What is “fake news” and why are some politicians, pundits and people in a near hysteria about it?
On August 2, 1964 while gathering intelligence in the Gulf of Tonkin off North Vietnam, press and media reported the USS Maddox was attacked with torpedoes by three North Vietnamese patrol boats. Two days later, the Maddox said it was involved in another sea battle. Then-US President Lyndon Johnson used this second incident to receive from Congress a blank check to pursue the war.
But the August 4 attack never happened. The Maddox knew within several minutes that there was not a threat: it was ‘ghost radar’ images. Further in the first incident, the Maddox fired first. It was all fake news from the US government; all lies.
The media cannot be blamed for reporting information that they had no means to verify. But more recently, during the impeachment of the late Chief Justice Renato C. Corona, the media reported false bank account information that they might have been at least partially proven or disproven.
In 64 B.C., during a fire that destroyed 70 percent of Rome, then-Emperor Nero was publicly accused by his political enemies of watching the city burn and doing nothing. Surviving records show Nero was in fact 35 miles away at his villa in Antium.
When the fighting in Marawi broke out, some detractors of President Duterte questioned on social media why the president was not on the scene or making statements, conveniently ignoring the fact and not mentioning he was 8,000 kilometer away in Moscow at the time. Fake news can be distorted or incomplete information.
Do you believe that man landed on the moon in 1969? There are thousands of web sites offer proof that it was a hoax. Are those web sites spreading fake new’s and should be avoided or banned? Or are they the ones exposing ‘fake news’?
All media must decide which stories to run and how to frame them. And this is done with unavoidably normal human-opinion bias. But Merrimack College Assistant Professor Melissa Zimdars says media bias is also fake news. A recent study from Harvard’s John F. Kennedy School of Government showed that in the first 100 days of the Trump presidency, on cable news network CNN, 93 percent of the stories was negative about the Trump administration. On the Fox News Channel, 52 percent of the stories were negative.
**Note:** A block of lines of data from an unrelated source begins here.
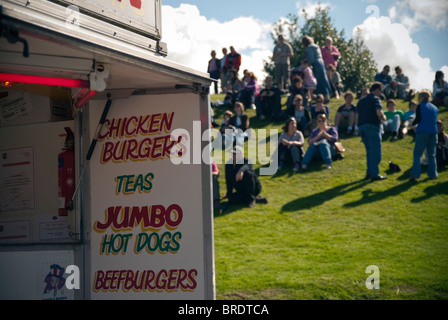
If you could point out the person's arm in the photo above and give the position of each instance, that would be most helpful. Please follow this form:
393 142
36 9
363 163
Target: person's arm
381 115
331 135
314 136
335 52
229 179
418 116
300 140
379 109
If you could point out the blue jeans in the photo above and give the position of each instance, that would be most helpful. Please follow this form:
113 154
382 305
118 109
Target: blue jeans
428 141
325 152
371 137
392 125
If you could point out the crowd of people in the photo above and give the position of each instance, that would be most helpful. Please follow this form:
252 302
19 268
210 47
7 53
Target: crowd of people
309 87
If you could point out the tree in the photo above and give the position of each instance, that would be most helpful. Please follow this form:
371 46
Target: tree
356 66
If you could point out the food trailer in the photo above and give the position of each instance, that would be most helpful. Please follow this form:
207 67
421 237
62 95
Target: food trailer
105 191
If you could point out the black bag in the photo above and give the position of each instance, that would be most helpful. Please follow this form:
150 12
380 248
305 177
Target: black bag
393 167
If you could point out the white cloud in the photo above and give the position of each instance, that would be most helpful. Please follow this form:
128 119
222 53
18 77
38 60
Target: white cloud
310 8
415 14
191 37
392 44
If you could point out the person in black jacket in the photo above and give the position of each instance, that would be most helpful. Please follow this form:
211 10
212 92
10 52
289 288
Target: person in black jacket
240 175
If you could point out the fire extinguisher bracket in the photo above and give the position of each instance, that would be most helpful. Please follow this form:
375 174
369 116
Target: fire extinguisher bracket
70 205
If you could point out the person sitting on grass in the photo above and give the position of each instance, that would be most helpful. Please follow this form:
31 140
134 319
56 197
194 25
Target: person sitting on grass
226 128
347 112
299 112
426 136
317 109
295 89
290 144
442 146
321 143
393 119
268 102
408 118
240 121
241 176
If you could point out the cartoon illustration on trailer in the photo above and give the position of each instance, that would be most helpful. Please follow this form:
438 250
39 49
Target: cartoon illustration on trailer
55 281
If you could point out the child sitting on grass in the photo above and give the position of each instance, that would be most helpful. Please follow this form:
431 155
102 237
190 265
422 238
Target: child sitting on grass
393 119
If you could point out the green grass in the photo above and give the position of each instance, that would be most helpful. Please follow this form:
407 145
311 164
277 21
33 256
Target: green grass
322 228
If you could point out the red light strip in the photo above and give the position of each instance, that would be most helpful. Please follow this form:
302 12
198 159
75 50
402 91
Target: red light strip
84 99
49 81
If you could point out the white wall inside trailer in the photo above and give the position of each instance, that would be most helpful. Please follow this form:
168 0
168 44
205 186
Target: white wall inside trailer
24 275
45 143
180 272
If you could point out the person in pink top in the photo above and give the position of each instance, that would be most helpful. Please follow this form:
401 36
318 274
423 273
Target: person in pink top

Which network was showing ‘fake news bias’? And who gets to decide that question?
Zimdars says news from groups that are categorized by ‘various organizations’ as being hate groups should be considered fake news. Should the lay-run Roman Catholic apologist web site catholic.com be considered a fake news- hate site by writing “The Catholic Church has always condemned abortion as a grave evil” if some ‘various organizations’ say that is hate speech?
“Fakeblock” is a browser plug-in that “flags fake news when it appears on your newsfeed. As a reader, you can report dubious sites here. Then, an independent team of journalists will review and vet the sites.”
Does the public need politicians and well-meaning experts to protect it from fake news? Cable news host Mika Brzezinski said this about President Trump: through his messaging, “He can actually control exactly what people think. And that, that is our job.”
British Chancellor of the Exchequer Philip Snowden was quoted in 1916 as saying “Truth is the first casualty of war.” If so, we are at war and we must defend ourselves and not depend on others to do so. The cure may be worse than the disease.